February 22, 2019

The bioethics of machine clinical decision making

Artificial intelligence (AI) in healthcare and research
Regulation of predictive analytics in medicine

This is what a brief note from Nuffield Council of Bioethics says about artificial intelligence in healthcare:
The use of AI raises ethical issues, including:
  • the potential for AI to make erroneous decisions; 
  • the question of who is responsible when AI is used to support decision-making; 
  • difficulties in validating the outputs of AI systems; inherent biases in the data used to train AI systems; 
  • ensuring the protection of potentially sensitive data; 
  • securing public trust in the development and use of AI; 
  • effects on people’s sense of dignity and social isolation in care situations; 
  • effects on the roles and skill-requirements of healthcare professionals; 
  • and the potential for AI to be used for malicious purposes.
A key challenge will be ensuring that AI is developed and used in a way that is transparent and compatible with the public interest, whilst stimulating and driving innovation in the sector.
This statement is naive.(From m-w, naive:  marked by unaffected simplicity : INGENUOUS). Up to now, have you seen any transparent algorithm available for imaging, triage or any app? For sure not.
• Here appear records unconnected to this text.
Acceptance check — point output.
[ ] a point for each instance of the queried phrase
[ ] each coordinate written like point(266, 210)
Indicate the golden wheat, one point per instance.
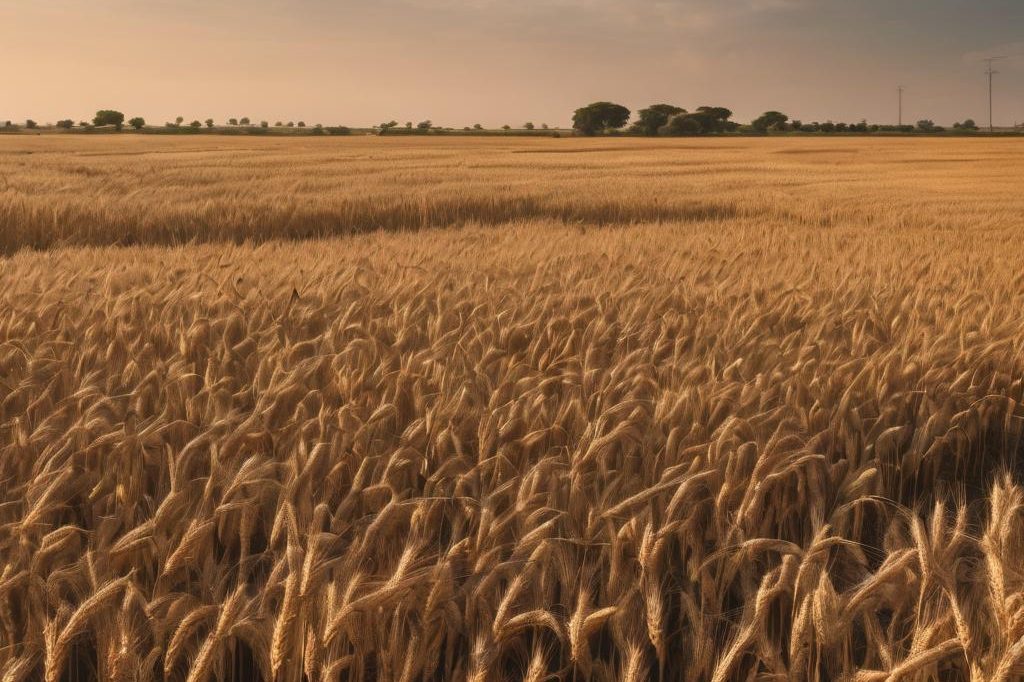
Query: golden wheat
point(590, 434)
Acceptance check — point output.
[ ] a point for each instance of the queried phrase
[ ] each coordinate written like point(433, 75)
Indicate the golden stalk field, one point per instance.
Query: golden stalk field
point(473, 409)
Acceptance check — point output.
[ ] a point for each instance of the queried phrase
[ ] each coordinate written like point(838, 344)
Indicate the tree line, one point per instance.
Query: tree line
point(112, 119)
point(670, 120)
point(595, 119)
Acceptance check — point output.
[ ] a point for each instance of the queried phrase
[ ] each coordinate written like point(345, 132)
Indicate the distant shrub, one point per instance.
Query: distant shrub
point(109, 117)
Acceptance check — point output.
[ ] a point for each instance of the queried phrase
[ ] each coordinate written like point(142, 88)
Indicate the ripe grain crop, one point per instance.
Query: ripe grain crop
point(774, 441)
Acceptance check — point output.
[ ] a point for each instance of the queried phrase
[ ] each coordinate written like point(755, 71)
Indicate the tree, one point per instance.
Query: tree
point(715, 119)
point(600, 117)
point(108, 117)
point(683, 124)
point(770, 121)
point(654, 117)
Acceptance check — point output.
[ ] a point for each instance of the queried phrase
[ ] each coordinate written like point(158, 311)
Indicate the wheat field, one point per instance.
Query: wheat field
point(479, 410)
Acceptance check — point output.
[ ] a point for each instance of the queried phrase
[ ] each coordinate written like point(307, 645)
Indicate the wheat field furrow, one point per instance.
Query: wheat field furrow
point(774, 443)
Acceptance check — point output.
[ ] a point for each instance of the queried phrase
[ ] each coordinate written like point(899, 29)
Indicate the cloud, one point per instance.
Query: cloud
point(678, 13)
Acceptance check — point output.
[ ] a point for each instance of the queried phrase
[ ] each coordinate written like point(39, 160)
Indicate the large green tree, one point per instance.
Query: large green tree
point(770, 121)
point(600, 117)
point(109, 117)
point(654, 117)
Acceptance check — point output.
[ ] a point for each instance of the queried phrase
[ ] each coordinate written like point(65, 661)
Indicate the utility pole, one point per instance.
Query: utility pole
point(990, 72)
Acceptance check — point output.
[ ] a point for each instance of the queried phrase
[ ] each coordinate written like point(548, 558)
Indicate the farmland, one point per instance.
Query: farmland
point(378, 409)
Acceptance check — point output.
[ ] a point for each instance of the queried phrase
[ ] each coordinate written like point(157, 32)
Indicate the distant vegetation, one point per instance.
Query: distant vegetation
point(600, 118)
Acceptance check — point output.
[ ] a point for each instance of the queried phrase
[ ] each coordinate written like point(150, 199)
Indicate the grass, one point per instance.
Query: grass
point(594, 436)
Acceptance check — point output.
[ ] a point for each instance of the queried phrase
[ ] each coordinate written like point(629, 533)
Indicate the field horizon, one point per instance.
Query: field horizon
point(479, 409)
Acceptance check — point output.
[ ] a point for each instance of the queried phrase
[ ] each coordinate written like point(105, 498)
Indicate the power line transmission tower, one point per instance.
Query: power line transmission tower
point(990, 72)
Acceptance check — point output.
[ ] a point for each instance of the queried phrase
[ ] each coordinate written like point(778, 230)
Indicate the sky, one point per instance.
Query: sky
point(458, 62)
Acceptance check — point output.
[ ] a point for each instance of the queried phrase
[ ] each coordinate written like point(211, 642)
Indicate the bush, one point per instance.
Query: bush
point(682, 124)
point(109, 117)
point(600, 117)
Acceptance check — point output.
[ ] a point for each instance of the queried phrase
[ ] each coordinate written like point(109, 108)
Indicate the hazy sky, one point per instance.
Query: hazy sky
point(497, 61)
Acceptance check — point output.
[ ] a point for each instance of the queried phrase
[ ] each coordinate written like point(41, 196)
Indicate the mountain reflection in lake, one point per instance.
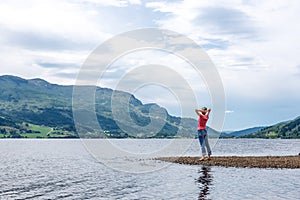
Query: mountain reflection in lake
point(204, 181)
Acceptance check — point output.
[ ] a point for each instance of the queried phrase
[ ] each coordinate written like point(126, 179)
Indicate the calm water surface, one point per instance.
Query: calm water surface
point(55, 169)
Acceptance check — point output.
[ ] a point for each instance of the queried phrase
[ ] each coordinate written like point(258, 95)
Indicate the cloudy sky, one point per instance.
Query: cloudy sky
point(255, 46)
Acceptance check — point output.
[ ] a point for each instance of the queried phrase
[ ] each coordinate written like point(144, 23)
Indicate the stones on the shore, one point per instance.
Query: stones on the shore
point(291, 162)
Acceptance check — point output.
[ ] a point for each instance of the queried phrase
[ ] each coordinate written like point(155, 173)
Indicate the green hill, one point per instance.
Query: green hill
point(28, 104)
point(289, 130)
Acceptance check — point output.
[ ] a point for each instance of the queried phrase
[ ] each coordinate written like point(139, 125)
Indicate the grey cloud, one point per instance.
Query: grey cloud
point(42, 41)
point(58, 65)
point(223, 20)
point(216, 44)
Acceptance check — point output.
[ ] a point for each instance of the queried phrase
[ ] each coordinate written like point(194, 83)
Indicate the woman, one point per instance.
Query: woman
point(202, 132)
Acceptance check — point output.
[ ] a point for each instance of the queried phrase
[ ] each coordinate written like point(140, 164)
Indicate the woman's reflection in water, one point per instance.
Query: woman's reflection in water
point(204, 181)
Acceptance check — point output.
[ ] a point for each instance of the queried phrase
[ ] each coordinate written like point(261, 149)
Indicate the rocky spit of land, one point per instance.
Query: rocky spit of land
point(291, 162)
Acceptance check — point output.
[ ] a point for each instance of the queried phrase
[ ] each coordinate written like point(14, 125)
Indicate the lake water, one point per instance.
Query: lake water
point(71, 169)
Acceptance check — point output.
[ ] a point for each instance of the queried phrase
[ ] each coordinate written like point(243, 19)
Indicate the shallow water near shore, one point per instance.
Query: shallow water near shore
point(54, 169)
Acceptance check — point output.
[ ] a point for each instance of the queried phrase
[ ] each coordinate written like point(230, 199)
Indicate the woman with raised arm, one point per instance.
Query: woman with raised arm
point(202, 132)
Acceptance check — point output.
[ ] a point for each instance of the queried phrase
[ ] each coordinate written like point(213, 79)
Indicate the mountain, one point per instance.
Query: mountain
point(240, 132)
point(35, 107)
point(284, 130)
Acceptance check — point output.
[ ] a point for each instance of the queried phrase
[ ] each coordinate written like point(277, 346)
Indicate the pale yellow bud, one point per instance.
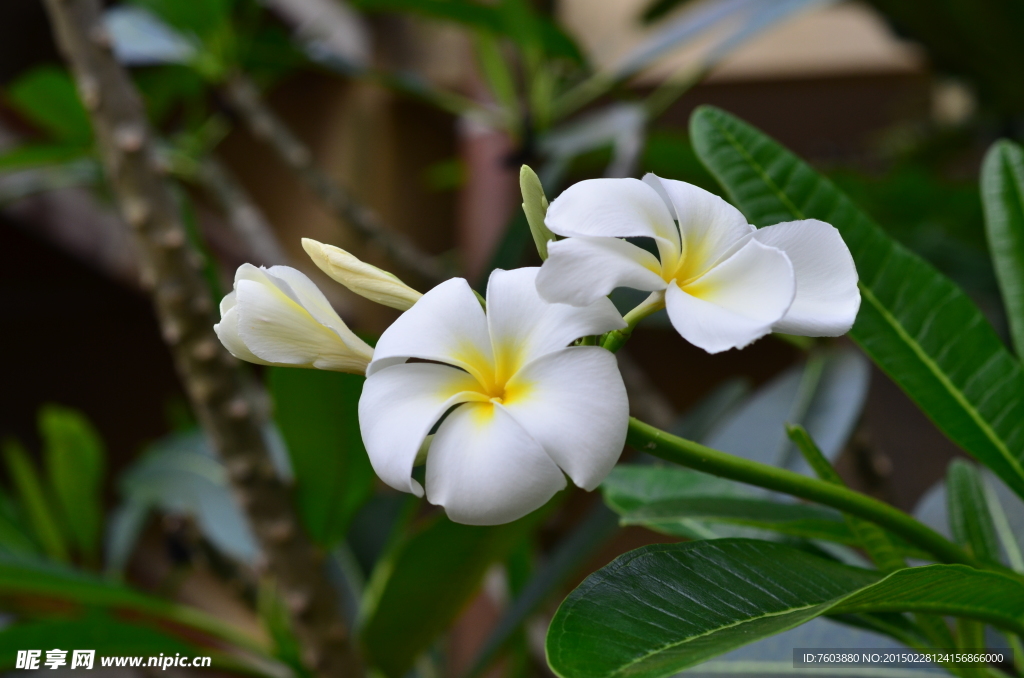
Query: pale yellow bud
point(359, 277)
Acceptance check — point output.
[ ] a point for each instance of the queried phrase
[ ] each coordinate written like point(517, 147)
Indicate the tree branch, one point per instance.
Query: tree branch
point(220, 395)
point(264, 124)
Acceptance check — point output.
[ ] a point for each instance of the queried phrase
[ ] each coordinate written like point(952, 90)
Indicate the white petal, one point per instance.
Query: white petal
point(711, 227)
point(580, 270)
point(448, 325)
point(573, 403)
point(524, 327)
point(827, 298)
point(278, 329)
point(736, 302)
point(307, 294)
point(613, 208)
point(485, 469)
point(227, 332)
point(397, 409)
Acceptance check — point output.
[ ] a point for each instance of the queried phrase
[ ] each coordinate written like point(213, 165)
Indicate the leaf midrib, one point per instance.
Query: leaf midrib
point(956, 393)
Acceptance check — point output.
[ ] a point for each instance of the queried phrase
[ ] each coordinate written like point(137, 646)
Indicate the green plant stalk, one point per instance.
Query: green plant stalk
point(692, 455)
point(615, 339)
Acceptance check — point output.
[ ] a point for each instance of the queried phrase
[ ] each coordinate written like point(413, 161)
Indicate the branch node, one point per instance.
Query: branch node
point(238, 408)
point(100, 37)
point(129, 137)
point(88, 91)
point(280, 531)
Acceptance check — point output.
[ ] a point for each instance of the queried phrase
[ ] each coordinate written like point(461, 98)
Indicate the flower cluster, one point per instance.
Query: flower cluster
point(502, 399)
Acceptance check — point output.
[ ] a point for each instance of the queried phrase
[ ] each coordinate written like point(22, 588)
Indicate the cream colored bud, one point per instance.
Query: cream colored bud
point(363, 279)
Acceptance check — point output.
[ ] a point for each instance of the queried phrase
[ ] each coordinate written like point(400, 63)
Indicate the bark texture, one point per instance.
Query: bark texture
point(223, 399)
point(265, 125)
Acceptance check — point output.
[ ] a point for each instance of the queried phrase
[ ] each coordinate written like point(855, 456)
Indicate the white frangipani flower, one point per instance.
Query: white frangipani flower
point(276, 315)
point(529, 406)
point(726, 283)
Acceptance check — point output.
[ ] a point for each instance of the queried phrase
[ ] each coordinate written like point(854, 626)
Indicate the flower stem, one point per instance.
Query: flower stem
point(617, 338)
point(695, 456)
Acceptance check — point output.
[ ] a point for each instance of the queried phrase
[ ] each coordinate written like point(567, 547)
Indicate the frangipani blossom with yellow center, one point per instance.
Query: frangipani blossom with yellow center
point(726, 284)
point(518, 406)
point(278, 315)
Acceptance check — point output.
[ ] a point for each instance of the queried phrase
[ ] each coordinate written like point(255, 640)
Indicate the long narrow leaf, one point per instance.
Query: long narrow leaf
point(914, 323)
point(663, 608)
point(1003, 198)
point(35, 502)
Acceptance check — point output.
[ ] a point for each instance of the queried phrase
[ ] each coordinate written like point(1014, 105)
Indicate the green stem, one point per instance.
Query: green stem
point(692, 455)
point(615, 339)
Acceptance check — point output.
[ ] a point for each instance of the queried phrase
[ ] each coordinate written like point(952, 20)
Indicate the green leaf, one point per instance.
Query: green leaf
point(567, 557)
point(795, 519)
point(47, 97)
point(914, 323)
point(14, 539)
point(421, 586)
point(316, 414)
point(33, 588)
point(663, 608)
point(110, 636)
point(34, 501)
point(75, 463)
point(871, 538)
point(1003, 198)
point(496, 72)
point(204, 19)
point(535, 206)
point(96, 631)
point(970, 520)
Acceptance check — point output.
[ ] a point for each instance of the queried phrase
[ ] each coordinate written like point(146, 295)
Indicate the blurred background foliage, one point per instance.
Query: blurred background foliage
point(115, 509)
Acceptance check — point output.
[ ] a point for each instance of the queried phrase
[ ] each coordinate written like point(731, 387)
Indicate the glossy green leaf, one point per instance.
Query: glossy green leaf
point(35, 503)
point(32, 588)
point(663, 608)
point(93, 631)
point(14, 539)
point(868, 536)
point(914, 323)
point(796, 519)
point(75, 464)
point(420, 587)
point(1003, 198)
point(567, 557)
point(684, 503)
point(316, 414)
point(970, 521)
point(47, 97)
point(113, 637)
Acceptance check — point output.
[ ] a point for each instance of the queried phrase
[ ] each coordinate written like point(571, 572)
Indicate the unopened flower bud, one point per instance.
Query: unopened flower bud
point(359, 277)
point(535, 204)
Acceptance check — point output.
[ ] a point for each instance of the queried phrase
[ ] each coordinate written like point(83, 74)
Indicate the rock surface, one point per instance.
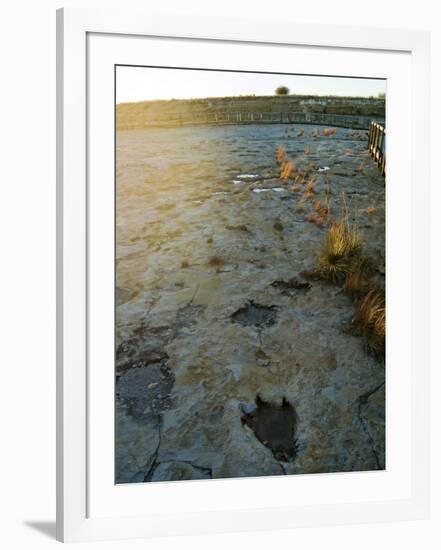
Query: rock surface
point(213, 314)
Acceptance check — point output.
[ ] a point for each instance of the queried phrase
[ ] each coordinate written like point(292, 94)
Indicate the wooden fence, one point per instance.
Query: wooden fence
point(356, 122)
point(360, 122)
point(377, 145)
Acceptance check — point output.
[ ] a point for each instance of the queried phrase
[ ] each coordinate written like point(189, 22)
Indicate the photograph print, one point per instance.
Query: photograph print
point(250, 312)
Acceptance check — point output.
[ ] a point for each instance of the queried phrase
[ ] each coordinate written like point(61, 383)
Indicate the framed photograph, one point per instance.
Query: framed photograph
point(242, 275)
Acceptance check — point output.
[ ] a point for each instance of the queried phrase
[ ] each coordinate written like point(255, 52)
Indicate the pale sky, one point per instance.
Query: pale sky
point(144, 83)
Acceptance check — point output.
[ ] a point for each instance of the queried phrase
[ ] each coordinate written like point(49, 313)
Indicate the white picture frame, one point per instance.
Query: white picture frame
point(75, 400)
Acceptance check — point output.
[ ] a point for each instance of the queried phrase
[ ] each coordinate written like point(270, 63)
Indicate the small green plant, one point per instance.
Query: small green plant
point(340, 251)
point(369, 319)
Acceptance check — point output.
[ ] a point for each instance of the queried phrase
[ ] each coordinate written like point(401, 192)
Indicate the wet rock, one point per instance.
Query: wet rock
point(372, 416)
point(290, 286)
point(146, 389)
point(178, 471)
point(274, 426)
point(137, 441)
point(255, 315)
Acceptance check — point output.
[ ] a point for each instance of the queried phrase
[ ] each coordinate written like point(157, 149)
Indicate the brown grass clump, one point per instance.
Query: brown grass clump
point(301, 206)
point(369, 320)
point(215, 261)
point(280, 154)
point(341, 249)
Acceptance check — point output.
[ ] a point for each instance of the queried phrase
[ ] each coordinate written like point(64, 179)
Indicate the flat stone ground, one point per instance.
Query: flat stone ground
point(228, 364)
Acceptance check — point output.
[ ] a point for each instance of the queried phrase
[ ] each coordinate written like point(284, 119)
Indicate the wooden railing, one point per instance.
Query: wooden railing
point(377, 145)
point(360, 122)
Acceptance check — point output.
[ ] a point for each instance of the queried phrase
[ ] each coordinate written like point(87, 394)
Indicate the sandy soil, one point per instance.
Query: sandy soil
point(220, 340)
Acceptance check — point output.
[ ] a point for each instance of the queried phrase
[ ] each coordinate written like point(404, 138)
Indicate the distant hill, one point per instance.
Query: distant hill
point(175, 112)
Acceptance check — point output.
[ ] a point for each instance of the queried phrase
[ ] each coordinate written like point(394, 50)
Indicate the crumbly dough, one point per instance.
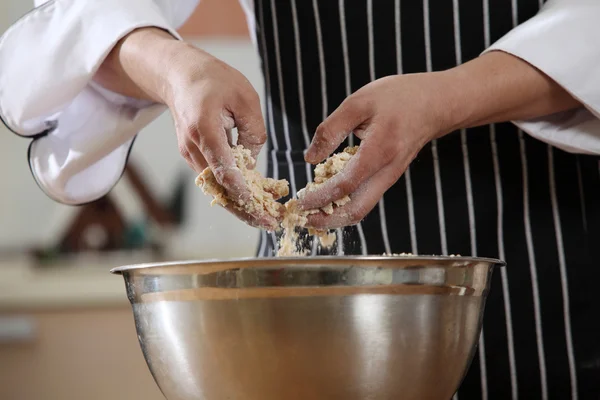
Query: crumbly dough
point(294, 217)
point(266, 191)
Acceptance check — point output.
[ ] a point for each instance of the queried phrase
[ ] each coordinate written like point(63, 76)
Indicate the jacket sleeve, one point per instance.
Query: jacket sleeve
point(562, 41)
point(81, 133)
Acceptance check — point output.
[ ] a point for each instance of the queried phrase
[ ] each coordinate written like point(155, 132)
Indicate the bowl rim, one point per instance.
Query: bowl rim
point(306, 260)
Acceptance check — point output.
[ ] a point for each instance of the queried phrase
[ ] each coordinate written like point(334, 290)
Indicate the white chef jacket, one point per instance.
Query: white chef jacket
point(83, 133)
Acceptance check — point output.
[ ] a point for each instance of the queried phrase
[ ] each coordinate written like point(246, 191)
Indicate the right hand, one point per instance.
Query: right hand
point(207, 99)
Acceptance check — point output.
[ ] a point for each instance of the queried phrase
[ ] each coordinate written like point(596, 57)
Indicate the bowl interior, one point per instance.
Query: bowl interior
point(318, 328)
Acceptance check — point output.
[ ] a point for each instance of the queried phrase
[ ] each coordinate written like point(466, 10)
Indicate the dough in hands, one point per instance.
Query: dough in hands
point(266, 192)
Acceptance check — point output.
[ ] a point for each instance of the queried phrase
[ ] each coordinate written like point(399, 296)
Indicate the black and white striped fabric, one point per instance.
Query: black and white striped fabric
point(489, 191)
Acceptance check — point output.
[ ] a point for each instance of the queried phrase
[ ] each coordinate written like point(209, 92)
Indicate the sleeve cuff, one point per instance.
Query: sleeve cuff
point(559, 41)
point(82, 133)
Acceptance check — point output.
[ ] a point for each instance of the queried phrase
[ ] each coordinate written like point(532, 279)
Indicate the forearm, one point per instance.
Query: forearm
point(139, 64)
point(498, 87)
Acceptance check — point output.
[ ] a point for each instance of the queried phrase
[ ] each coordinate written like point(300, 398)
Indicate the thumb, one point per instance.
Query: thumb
point(250, 124)
point(334, 130)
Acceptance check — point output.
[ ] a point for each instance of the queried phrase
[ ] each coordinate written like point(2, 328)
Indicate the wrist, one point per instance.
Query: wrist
point(142, 62)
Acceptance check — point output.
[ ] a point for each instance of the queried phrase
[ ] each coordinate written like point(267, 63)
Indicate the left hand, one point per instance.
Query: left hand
point(394, 117)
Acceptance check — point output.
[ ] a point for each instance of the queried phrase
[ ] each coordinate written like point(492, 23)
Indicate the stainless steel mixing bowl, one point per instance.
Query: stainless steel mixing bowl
point(310, 328)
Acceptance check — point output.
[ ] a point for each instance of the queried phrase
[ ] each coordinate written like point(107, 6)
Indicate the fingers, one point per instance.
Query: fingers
point(192, 155)
point(373, 155)
point(248, 117)
point(363, 200)
point(210, 137)
point(332, 132)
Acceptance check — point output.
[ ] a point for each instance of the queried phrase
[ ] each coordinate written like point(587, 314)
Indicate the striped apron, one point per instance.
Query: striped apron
point(488, 191)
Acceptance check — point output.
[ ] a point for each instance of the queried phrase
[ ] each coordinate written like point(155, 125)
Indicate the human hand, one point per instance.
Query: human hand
point(394, 117)
point(207, 99)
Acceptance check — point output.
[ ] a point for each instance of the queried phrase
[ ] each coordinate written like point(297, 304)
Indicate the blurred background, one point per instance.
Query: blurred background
point(66, 330)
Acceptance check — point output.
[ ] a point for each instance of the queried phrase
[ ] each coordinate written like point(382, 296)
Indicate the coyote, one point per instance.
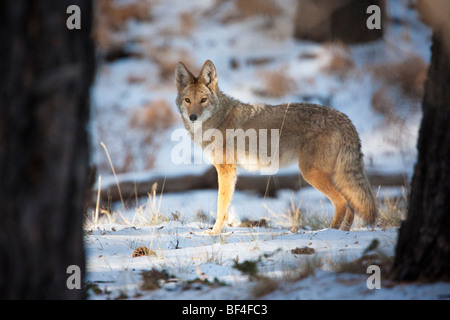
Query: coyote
point(323, 141)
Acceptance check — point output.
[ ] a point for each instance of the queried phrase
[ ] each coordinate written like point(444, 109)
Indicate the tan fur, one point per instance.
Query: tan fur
point(323, 141)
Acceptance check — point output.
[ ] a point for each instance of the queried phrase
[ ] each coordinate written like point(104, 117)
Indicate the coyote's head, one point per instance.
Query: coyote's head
point(197, 99)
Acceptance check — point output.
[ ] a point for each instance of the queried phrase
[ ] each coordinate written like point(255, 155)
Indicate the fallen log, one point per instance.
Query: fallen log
point(259, 184)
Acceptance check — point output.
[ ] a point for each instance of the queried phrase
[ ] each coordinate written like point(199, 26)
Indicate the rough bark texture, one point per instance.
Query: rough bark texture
point(423, 248)
point(45, 74)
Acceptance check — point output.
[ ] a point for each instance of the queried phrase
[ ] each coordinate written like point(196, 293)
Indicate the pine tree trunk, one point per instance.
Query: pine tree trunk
point(45, 74)
point(423, 248)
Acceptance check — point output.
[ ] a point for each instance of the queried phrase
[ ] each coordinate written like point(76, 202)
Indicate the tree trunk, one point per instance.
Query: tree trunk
point(423, 248)
point(336, 20)
point(45, 74)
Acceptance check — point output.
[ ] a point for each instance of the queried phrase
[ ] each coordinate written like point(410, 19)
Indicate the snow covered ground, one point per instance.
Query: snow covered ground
point(185, 263)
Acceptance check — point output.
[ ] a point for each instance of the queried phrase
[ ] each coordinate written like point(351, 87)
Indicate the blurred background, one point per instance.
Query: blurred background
point(265, 51)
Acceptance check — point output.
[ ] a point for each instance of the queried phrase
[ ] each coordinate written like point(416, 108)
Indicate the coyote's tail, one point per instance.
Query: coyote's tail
point(350, 178)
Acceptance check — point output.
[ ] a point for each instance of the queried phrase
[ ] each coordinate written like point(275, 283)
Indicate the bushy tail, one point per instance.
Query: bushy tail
point(350, 178)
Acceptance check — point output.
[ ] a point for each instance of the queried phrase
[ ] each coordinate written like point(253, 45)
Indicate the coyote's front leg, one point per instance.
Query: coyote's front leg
point(226, 174)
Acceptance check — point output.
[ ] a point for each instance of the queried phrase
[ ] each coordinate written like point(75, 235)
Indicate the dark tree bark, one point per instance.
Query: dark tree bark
point(336, 20)
point(45, 74)
point(423, 248)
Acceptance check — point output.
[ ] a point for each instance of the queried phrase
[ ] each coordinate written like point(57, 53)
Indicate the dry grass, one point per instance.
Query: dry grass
point(167, 58)
point(244, 9)
point(276, 83)
point(341, 62)
point(393, 211)
point(155, 116)
point(111, 17)
point(408, 75)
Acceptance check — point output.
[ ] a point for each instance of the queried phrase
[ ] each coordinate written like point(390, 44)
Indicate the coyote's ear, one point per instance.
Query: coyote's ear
point(208, 76)
point(183, 77)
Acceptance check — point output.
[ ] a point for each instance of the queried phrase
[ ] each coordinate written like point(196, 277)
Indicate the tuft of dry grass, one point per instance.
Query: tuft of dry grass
point(244, 9)
point(276, 83)
point(155, 116)
point(111, 17)
point(409, 75)
point(341, 62)
point(393, 211)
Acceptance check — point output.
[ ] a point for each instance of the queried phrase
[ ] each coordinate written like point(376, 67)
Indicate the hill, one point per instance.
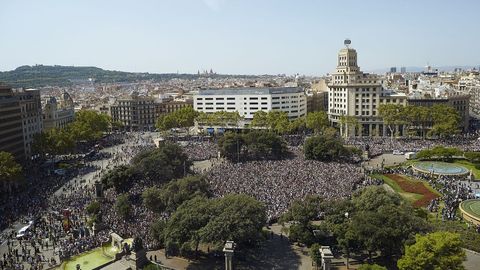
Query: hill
point(40, 75)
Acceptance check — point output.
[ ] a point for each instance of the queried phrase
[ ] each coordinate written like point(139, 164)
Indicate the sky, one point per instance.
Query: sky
point(237, 36)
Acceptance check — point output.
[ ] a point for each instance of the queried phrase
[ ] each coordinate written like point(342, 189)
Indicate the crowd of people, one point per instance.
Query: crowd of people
point(278, 182)
point(379, 145)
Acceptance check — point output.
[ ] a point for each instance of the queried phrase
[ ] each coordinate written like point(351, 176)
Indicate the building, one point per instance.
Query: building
point(358, 95)
point(11, 129)
point(31, 109)
point(248, 101)
point(460, 102)
point(58, 114)
point(136, 112)
point(172, 106)
point(317, 101)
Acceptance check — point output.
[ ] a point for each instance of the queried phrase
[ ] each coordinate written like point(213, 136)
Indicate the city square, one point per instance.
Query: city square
point(243, 135)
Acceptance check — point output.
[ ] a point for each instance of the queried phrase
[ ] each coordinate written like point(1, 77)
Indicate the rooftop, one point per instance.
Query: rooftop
point(251, 91)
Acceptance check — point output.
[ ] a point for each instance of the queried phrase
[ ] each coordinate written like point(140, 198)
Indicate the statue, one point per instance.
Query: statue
point(137, 244)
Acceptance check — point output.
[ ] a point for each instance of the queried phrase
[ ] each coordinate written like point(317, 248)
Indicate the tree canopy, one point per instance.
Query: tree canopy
point(170, 196)
point(10, 170)
point(236, 217)
point(438, 250)
point(438, 120)
point(255, 145)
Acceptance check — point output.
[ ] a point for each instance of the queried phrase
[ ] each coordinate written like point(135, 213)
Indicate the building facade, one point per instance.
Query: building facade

Therefore, the real key challenge is to stop introducing such algorithms (ban apps) unless there is a regulatory body that takes into account the quality assurance-effectiveness side (sensibility, especificity) and the required transparency for citizens.
Nuffield has released a brief up to now. Let's wait for the report.
If you want a quick answer, check Science this week:
To unlock the potential of advanced analytics while protecting patient safety, regulatory and professional bodies should ensure that advanced algorithms meet accepted standards of clinical benefit, just as they do for clinical therapeutics and predictive biomarkers. External validation and prospective testing of advanced algorithms are clearly needed
 They explain the five standards and give rules and criteria for regulation. It is really welcome.



February 21, 2019

Pharm niche busters

The Information Pharms Race and Competitive Dynamics of Precision Medicine: Insights from Game Theory
Economic Dimensions of Personalized and Precision Medicine
Precision medicines inherently fragment treatment populations, generating small-population markets, creating high-priced “niche busters” rather than broadly prescribed “blockbusters”. It is plausible to expect that small markets will attract limited entry in which a small number of interdependent differentiated product oligopolists will compete, each possessing market power.
A chapter in a new book on  Precision Medicine explains the new approaches to a oligopolistic market structure where the size of the market may be determined by biomarkers with cut-off valued suggested by pharmaceutical firms. The dynamics of this market is described according to game theory.
I already have pending chapters to read of this book. A must read.



February 16, 2019

Defining roles and skills for digital health

The Topol Review
Preparing the healthcare workforce to deliver the digital future.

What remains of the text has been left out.